What are the goals of the Open Research Network?
As per the about section, the open research network exists to support the adoption of open research practices. What differs from other approaches is that this is deliberately and explicitly about putting people in contact in the real world, to reduce the barriers to entry, and minimise the risk of alientation that arises from context collapse on social media.
To that end, it aims to support the proliferation of institutional open science communities, like the successful model of the Open Science Community Utrecht, to provide a welcoming, non-judgemental learning environment at a local level.
Why a city-wide network?
Because right now, you might find that your institute doesn’t have enough critical mass to drive its own community. Communities built on small numbers of actors are susceptible death from minor disruptions.

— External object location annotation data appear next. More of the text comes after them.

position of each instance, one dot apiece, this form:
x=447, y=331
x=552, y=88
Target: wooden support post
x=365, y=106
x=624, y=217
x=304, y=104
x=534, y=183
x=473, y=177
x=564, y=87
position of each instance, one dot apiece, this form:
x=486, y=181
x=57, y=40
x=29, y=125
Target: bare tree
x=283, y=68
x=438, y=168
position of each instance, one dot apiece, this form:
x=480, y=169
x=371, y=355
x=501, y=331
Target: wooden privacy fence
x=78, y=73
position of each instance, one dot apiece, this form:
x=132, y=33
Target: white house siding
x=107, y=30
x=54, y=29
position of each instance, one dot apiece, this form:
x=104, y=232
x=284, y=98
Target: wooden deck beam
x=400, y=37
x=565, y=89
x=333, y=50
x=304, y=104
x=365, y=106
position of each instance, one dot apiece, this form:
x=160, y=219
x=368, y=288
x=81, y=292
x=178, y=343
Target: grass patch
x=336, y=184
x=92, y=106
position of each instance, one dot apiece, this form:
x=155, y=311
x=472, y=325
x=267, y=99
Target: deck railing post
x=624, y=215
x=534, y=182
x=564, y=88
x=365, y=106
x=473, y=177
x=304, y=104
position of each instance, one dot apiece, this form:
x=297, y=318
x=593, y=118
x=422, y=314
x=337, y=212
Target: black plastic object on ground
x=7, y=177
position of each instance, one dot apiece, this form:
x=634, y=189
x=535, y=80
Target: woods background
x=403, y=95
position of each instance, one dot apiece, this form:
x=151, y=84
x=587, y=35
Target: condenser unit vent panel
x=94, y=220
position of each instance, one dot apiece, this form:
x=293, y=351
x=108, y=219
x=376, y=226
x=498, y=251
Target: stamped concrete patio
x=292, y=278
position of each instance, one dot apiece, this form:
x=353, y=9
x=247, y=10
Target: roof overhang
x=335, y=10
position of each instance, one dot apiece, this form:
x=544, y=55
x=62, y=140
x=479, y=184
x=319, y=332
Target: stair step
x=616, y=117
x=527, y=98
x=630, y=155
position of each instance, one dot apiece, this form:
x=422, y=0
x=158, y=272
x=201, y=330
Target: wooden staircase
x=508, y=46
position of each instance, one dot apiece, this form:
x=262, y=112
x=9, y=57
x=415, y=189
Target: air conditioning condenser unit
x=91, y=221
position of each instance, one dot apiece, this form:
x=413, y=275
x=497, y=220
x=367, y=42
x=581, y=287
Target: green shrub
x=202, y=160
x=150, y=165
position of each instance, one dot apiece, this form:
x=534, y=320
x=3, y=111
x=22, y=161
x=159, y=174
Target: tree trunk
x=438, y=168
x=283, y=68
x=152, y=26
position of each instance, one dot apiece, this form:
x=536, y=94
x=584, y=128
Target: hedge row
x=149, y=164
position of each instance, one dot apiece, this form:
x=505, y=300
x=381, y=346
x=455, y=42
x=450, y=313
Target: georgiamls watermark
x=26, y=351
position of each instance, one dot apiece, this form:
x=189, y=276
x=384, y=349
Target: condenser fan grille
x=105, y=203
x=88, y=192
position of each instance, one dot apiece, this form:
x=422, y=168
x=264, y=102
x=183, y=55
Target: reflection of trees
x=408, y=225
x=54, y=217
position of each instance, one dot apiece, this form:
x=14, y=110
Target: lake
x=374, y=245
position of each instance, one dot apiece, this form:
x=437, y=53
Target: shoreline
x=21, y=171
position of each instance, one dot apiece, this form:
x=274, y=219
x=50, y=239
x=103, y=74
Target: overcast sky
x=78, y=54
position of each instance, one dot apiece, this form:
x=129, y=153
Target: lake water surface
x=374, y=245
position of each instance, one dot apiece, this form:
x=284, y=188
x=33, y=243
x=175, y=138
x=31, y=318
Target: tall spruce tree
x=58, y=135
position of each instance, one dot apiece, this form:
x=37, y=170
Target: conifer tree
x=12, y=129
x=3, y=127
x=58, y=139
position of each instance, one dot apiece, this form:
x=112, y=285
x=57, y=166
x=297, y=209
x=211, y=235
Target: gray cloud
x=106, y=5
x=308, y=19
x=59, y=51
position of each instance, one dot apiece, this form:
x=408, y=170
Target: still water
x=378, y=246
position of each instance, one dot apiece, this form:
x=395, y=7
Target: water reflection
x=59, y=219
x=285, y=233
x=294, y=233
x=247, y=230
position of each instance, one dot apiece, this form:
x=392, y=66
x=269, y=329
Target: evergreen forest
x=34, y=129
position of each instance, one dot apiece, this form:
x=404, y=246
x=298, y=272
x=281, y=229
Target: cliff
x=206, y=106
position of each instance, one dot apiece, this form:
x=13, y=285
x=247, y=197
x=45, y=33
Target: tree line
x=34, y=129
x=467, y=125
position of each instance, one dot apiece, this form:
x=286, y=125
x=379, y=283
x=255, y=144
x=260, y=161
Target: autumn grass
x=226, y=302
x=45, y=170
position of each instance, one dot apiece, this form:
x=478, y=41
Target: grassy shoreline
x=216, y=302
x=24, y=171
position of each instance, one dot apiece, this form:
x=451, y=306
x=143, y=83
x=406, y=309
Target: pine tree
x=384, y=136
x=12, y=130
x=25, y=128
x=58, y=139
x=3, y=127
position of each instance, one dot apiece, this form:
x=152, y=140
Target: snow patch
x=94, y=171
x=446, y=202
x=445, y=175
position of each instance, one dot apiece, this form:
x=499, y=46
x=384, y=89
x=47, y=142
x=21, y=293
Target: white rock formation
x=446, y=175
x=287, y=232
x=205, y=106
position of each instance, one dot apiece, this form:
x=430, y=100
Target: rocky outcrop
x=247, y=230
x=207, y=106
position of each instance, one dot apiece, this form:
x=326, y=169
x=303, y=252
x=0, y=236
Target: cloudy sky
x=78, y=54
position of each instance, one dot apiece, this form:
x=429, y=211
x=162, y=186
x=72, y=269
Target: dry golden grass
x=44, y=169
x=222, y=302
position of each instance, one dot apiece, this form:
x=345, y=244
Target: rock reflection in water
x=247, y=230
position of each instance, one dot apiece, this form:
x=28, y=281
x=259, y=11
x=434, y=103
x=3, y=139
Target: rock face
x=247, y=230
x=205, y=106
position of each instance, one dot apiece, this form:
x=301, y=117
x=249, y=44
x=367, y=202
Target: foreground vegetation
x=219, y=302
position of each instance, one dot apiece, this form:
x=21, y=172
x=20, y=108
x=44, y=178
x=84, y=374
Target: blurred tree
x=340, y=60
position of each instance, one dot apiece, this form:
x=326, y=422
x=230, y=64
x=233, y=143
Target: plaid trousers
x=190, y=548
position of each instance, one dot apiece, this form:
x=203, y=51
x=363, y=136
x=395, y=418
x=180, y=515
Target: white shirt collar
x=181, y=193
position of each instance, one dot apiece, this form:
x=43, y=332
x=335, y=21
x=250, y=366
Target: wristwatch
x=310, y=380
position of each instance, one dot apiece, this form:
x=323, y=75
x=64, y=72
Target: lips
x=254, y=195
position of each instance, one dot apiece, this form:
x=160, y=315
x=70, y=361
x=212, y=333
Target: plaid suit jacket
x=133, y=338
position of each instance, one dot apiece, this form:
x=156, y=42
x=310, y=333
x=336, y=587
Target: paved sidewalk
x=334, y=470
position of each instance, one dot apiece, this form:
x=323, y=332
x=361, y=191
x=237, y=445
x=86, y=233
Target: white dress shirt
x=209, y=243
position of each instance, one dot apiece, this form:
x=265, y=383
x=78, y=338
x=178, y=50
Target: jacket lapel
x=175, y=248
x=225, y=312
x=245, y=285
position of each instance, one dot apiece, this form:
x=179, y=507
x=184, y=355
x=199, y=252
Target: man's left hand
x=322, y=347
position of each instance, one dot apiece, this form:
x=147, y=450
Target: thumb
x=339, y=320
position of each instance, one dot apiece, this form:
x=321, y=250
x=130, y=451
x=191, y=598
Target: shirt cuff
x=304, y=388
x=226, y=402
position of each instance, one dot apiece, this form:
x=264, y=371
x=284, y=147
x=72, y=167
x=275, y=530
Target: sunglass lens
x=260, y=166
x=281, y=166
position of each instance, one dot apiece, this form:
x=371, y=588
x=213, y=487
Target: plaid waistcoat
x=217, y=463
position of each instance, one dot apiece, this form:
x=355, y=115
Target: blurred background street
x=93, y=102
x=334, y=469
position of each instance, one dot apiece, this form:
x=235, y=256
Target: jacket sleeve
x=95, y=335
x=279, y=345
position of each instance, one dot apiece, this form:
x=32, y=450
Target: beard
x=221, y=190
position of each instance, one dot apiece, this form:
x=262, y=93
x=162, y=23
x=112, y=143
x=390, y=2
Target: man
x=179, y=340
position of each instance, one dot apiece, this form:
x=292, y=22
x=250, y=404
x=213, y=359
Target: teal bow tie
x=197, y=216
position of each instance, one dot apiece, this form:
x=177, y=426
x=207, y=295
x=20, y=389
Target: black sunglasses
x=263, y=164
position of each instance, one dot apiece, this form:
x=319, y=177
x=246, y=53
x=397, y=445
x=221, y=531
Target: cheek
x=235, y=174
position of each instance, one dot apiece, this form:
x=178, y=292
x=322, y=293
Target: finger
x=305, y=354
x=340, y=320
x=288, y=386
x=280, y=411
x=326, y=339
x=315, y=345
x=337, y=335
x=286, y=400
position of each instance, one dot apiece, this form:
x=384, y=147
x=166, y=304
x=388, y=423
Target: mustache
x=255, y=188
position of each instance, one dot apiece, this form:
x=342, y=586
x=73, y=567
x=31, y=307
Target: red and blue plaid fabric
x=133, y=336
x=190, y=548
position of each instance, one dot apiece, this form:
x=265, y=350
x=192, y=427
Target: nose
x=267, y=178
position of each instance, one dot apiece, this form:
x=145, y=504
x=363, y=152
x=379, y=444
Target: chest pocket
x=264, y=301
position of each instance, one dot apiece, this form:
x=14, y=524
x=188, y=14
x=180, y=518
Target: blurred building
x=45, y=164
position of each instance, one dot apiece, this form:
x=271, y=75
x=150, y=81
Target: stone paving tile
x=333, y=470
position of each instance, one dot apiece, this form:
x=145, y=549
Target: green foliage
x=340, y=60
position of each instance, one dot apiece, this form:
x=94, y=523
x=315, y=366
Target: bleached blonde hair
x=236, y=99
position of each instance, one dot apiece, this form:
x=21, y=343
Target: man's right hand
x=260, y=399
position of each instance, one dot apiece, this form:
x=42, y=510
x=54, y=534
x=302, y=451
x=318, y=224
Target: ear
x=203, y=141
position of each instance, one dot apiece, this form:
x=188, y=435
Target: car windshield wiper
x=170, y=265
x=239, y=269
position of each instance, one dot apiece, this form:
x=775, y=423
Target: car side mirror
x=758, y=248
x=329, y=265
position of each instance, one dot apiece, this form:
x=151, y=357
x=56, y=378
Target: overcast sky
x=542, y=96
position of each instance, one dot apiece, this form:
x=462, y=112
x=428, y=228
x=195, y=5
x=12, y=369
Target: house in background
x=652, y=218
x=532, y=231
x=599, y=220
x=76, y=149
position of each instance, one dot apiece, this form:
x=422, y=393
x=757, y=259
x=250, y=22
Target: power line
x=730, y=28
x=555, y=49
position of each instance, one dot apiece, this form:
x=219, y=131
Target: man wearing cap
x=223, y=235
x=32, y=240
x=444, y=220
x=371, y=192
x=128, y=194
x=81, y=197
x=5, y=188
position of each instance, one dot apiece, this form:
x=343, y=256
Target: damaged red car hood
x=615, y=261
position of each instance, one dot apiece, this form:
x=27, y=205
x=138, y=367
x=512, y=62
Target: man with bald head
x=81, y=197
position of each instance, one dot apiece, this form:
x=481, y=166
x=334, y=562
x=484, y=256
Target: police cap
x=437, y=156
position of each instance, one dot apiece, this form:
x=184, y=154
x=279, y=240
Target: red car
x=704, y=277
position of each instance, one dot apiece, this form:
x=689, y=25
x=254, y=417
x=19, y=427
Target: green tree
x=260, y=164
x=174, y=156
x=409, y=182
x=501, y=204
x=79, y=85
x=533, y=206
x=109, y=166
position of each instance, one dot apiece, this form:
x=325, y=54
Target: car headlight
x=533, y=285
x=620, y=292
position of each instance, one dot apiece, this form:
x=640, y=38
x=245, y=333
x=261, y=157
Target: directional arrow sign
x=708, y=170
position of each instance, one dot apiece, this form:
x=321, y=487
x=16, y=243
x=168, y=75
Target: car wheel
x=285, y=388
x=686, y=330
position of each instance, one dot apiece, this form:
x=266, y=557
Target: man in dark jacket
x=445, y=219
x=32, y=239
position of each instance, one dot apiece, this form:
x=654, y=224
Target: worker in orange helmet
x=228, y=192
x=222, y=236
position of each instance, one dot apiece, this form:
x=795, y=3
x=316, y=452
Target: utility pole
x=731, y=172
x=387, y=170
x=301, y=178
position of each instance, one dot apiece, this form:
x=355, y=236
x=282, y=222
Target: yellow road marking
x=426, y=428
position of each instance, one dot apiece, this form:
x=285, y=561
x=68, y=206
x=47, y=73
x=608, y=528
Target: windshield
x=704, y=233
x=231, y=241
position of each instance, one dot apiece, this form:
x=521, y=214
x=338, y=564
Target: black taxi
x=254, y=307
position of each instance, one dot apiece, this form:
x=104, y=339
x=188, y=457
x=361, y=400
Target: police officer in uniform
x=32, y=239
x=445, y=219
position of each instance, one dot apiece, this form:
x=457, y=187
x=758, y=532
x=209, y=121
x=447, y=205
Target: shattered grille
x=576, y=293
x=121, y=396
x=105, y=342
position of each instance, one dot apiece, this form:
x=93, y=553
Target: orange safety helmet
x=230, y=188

Moreover, they place undue pressure on a small number of actors to do a disproportionate amount of work, breeding resentment and ultimately precipitating collapse.
By pooling resources across a limited geographical region, like a city, institutional groups can more readily borrow guest speakers from one another, or organise interinstitutional meet-ups, or provide insights into managing change in policies and practices. Furthermore, these inter-institutional linkages can provide new pathways to reach “uncontacted” disciplines within institutes, providing new vectors for the growth and adoption of open practices.
Ultimately, the objective is a structure more local than your city, one that allows people to be confident that they’re not alone in struggling to adapt to openness in their workplace. Your network is a mechanism to ease the friction of initiation that emerges from finding fellow travellers, and then finding things to do with one another that can allow you to meet new people and so on.